Jim Bell

Personal information
- Full name: James Bell
- Date of birth: 15 December 1935
- Place of birth: Portadown, Northern Ireland
- Date of death: 30 May 2019 (aged 83)
- Position: Winger

Senior career*
- Years: Team / Apps / (Gls)
- 1958 –1959: Northern Wellington
- 1960 – 1961: Onehunga

International career
- 1959 - 1961: New Zealand / 5 / (0)

= Jim Bell (footballer) =

New Zealand footballer

James Bell (15 December 1935 – 30 May 2019) was a former Northern Irish association football player who represented New Zealand at international level.

Bell played two official A-international matches for the New Zealand in 1960, both against Pacific minnows Tahiti, the first a 5–1 win on 5 September in which he scored one of New Zealand's goals, the second a 2–1 win on 12 September 1960.

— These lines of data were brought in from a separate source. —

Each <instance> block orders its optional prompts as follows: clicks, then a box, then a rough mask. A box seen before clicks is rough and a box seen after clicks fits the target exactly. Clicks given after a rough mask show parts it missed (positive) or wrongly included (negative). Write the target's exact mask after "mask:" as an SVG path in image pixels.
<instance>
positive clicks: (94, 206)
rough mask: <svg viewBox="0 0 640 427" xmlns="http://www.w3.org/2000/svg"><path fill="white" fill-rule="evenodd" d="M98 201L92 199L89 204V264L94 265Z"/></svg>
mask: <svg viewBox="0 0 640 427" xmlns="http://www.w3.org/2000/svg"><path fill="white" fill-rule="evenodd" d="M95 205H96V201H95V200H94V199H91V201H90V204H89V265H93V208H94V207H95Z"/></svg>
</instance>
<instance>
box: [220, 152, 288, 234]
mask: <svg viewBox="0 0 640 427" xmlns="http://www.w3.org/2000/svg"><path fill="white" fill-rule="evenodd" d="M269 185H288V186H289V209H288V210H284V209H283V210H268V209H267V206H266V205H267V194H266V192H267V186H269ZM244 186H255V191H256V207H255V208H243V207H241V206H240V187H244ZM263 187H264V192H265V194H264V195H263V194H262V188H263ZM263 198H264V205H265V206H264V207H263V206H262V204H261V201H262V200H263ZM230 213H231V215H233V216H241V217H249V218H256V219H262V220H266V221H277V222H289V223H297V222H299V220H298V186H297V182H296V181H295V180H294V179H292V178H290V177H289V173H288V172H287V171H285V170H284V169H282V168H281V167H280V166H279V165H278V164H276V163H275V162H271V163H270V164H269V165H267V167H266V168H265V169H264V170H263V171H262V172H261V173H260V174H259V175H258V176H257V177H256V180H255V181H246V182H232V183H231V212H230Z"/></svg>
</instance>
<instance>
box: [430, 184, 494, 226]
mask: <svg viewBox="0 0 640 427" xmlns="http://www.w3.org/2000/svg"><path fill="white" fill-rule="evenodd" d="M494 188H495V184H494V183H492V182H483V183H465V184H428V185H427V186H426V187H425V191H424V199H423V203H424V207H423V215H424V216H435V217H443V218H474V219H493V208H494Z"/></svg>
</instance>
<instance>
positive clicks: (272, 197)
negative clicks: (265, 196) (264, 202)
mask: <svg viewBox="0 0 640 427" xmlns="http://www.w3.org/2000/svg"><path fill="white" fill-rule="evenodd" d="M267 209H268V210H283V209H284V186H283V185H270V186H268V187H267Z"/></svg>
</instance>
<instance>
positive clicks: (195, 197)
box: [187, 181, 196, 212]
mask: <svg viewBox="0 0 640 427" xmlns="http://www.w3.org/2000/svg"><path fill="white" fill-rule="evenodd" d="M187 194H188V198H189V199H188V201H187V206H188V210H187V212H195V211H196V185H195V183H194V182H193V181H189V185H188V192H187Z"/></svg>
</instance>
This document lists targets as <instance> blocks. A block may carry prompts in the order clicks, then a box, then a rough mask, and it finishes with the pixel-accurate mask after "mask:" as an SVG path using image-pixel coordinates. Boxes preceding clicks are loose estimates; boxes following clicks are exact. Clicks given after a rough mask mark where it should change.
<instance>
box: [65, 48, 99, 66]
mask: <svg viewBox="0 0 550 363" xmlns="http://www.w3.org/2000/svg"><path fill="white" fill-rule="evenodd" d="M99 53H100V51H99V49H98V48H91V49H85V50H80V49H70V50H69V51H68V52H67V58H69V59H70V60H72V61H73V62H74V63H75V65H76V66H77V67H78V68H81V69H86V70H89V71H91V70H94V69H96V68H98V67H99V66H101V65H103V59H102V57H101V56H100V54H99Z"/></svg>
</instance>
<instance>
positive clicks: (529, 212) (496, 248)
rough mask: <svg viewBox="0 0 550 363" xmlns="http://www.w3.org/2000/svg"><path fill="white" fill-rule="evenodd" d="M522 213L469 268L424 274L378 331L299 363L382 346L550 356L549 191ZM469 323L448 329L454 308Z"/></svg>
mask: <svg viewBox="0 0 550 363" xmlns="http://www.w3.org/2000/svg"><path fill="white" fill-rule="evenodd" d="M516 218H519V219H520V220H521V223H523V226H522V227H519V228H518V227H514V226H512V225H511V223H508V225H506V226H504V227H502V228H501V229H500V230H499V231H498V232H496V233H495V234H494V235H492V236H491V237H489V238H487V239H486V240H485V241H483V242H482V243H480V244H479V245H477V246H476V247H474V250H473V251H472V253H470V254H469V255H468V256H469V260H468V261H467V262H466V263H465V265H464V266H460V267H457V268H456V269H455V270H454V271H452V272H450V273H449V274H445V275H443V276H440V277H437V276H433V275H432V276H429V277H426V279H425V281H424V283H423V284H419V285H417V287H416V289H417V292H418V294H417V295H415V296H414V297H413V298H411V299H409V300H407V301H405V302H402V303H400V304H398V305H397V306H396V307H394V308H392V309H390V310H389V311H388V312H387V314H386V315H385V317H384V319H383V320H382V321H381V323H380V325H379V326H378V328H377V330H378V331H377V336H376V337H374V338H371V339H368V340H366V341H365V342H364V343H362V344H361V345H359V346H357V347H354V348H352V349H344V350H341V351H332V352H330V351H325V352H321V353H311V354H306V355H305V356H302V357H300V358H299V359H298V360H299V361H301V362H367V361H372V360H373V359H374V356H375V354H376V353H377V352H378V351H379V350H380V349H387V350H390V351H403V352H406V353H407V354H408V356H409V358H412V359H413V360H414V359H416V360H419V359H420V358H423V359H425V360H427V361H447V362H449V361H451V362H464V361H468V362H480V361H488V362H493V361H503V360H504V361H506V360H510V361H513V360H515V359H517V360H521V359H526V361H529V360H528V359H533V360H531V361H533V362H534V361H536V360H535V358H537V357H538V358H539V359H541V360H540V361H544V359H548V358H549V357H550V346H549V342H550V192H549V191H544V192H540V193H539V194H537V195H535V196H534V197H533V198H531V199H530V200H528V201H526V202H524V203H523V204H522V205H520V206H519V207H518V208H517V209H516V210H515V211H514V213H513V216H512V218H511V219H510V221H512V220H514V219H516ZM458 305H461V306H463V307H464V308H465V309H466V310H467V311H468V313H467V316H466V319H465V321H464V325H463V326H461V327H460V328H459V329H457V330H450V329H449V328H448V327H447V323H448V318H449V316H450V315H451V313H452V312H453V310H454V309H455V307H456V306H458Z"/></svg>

Bell had been on the books of Northern Ireland club, Linfield F.C., and was visiting his brother in Wellington when he was asked to join the capital's Northern club. Bell played 5 games in total for New Zealand, including a trip to Tahiti and a 2–3 win against Costa Rica at Carlaw Park, Auckland in 1959. Bell moved to Wairakei to work on stage two of the central North Island power project, however, he still found time for football, travelling to Rotorua to play for the Kahurangi club, a forerunner to Rotorua Suburbs. His last representative game was for the New Zealand Minor Associations against Sir Tom Finney's invitation England side at Napier's McLean Park in 1961. Bell returned to the U.K. for two years in the early 60s before settling in Auckland where he continued to play club football for 40 years. During this time he played for Onehunga, Newmarket Sparta, Mount Albert - Ponsonby, Mount Roskill and Three Kings United. Bell retired from competitive soccer in 2000 at the age of 65.